Verification for 64-bit ARM after compilation with --no-trim (5 implementations times 2 compilers, namely aarch64-linux-gnu-gcc -Wall -fPIC -fwrapv -O2 -mtune=cortex-a53 and aarch64-linux-gnu-clang -Wall -fPIC -fwrapv -Qunused-arguments -O2 -mtune=cortex-a53):

$ seq 1024 -1 0 | time env THREADS=128 ./verifymany
for int32 20260210 arm64 will test neon portable3 portable4
for int64 20260210 arm64 will test neon portable4
results: 10250
successes: 10250
1636296.03user 13152.07system 3:25:06elapsed 13403%CPU (0avgtext+0avgdata 7010192maxresident)k
1104inputs+49819976outputs (5193major+7109222786minor)pagefaults 0swaps

Verification for 32-bit ARM in Thumb mode after compilation with --no-trim (3 implementations times 2 compilers, namely arm-linux-gnueabi-gcc -Wall -fPIC -fwrapv -O2 -mthumb -march=armv7-a -mtune=cortex-a7 -mgeneral-regs-only and arm-linux-gnueabi-clang -Wall -fPIC -fwrapv -Qunused-arguments -O2 -mthumb -mcpu=cortex-a7 -mgeneral-regs-only):

$ seq 1024 -1 0 | time env THREADS=128 ./verifymany
for int32 20260210 arm32 will test portable3 portable4
for int64 20260210 arm32 will test portable4
results: 6150
successes: 6150
3992755.43user 38340.85system 8:39:05elapsed 12942%CPU (0avgtext+0avgdata 14852796maxresident)k
16inputs+68334320outputs (10753major+17163689996minor)pagefaults 0swaps

Observed single-verification timings varied across verification tasks.
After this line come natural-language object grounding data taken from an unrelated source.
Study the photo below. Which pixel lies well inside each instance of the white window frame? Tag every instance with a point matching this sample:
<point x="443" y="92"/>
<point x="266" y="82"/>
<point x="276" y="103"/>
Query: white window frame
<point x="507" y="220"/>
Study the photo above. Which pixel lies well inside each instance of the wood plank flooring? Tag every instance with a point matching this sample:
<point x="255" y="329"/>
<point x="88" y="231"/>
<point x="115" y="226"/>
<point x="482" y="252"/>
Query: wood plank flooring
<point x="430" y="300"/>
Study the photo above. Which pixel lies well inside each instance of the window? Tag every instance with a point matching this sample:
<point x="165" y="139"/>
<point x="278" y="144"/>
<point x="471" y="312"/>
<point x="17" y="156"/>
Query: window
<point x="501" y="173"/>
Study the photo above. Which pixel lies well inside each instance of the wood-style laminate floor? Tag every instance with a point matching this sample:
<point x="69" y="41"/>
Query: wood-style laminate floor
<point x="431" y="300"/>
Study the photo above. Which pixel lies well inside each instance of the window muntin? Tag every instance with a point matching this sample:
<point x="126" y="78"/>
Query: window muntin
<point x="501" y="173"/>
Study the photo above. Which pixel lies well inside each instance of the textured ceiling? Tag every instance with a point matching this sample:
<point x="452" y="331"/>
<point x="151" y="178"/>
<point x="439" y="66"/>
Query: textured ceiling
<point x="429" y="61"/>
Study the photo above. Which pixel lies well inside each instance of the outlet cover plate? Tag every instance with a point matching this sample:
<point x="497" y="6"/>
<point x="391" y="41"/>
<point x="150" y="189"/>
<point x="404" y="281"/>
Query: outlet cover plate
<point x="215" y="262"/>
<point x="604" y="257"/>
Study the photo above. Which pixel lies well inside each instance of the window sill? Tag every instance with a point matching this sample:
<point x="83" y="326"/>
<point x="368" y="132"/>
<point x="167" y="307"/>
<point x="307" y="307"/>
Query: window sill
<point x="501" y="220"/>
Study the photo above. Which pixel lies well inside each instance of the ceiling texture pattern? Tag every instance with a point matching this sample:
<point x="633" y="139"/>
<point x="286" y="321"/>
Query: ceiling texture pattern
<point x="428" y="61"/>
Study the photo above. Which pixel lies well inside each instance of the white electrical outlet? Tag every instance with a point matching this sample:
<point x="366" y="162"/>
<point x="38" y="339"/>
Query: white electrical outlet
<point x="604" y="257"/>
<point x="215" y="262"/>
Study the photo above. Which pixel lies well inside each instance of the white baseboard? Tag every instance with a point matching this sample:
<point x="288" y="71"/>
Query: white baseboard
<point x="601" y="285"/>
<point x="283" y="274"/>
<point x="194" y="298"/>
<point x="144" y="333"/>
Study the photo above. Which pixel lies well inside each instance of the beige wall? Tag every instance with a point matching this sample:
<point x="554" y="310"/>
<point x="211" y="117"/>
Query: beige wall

Verification of AVX2 sorting code compiled with gcc took 59 seconds for int64[256], 137 seconds for int64[512], and 335 seconds for int64[1024]. The AVX2 code for int32 sorting has fewer instructions than the AVX2 code for int64 sorting and is faster to verify: 36 seconds for int32[256], 72 seconds for int32[512], and 169 seconds for int32[1024]. Verification time depends on machine-code details that depend on the compiler: verification of AVX2 sorting code compiled with clang took 36 seconds for int32[256], 71 seconds for int32[512], 136 seconds for int32[1024], 61 seconds for int64[256], 112 seconds for int64[512], and 288 seconds for int64[1024].


Version: This is version 2026.02.10 of the "Verification" web page.